British East India Company ship

Admiral Aplin was an East Indiaman merchant ship of two decks, sailing under charter to the British East India Company (EIC). She made one complete voyage for the EIC before a French privateer captured her in 1804 on her second voyage. She may have returned to British ownership, only again to fall prey to a second French privateer in 1807; she subsequently foundered.

==Career==
For Admiral Aplins first voyage Captain John Rogers left The Downs on 20 May 1802, bound for Madras. She arrived at Madras on 25 September. On 3 January 1803 she was at St Helena, and on 31 March she arrived at Deptford.

For her second voyage Captain Rodgers left Portsmouth on 28 August 1803, bound for Ceylon, Madras, and Bengal. Because he was sailing in wartime, the Napoleonic Wars having commenced while Admiral Aplin was on her way home from her first journey, Rodgers took out a letter of marque, which she received on 20 August.

At 6:30 a.m. on 3 January 1804, Admiral Aplin sighted a strange sail. A six-day chase ensued before the French pursuer was able to catch up with her quarry. Unable to escape, Rodgers decided to fire on his pursuer in the hopes of damaging her rigging. Rodgers was forced to strike at , after an engagement of one hour. Admiral Aplin was carrying a number of passengers. One army captain was killed and another dangerously wounded. Two crewmen were also wounded. The French vessel, which turned out to be the privateer frigate Psyché, had two men dangerously wounded.

Psyché was 35 days out of Île de France (Mauritius), but had made no captures prior to encountering Admiral Aplin. (Note: There are several incorrect attributions of her captor, such as Marengo, or the privateer Robert Surcouf. He, however, may have captured her later. See below.)

The EIC put the value of its cargo lost when the French captured her at £15,240.

Danish interests purchased Admiral Aplin and renamed her La Land.

==Possible subsequent fate==
Admiral Aplin may have returned to British ownership and resumed her original name. On 27 September 1807, the privateer Robert Surcouf, in Revenant, captured an Admiral Aplin, which was carrying 9,500 bags of rice from Bengal to Bombay. He put a prize crew on board, and sent her to Île de France.

On 15 October, Clyde picked up Admiral Aplins crew, which Surcouf had put into her boats.
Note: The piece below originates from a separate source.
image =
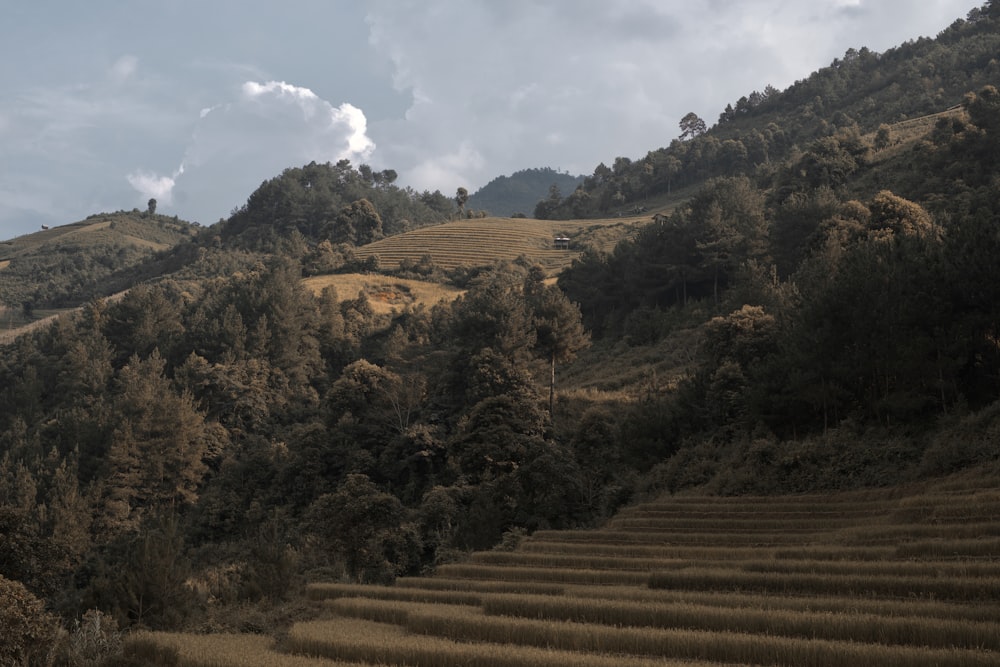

The same early account attributed the capture to the French frigate Piémontaise, and also reported that Admiral Aplin had subsequently foundered.

Admiral Aplin had foundered on the Coromandel Coast on her way to Île de France. Only two men of her crew survived.

==Post-script==
When the French captured Admiral Aplin in 1804 they also captured some 73 letters that the government published in a special edition of the official newspaper, Le Moniteur Universel.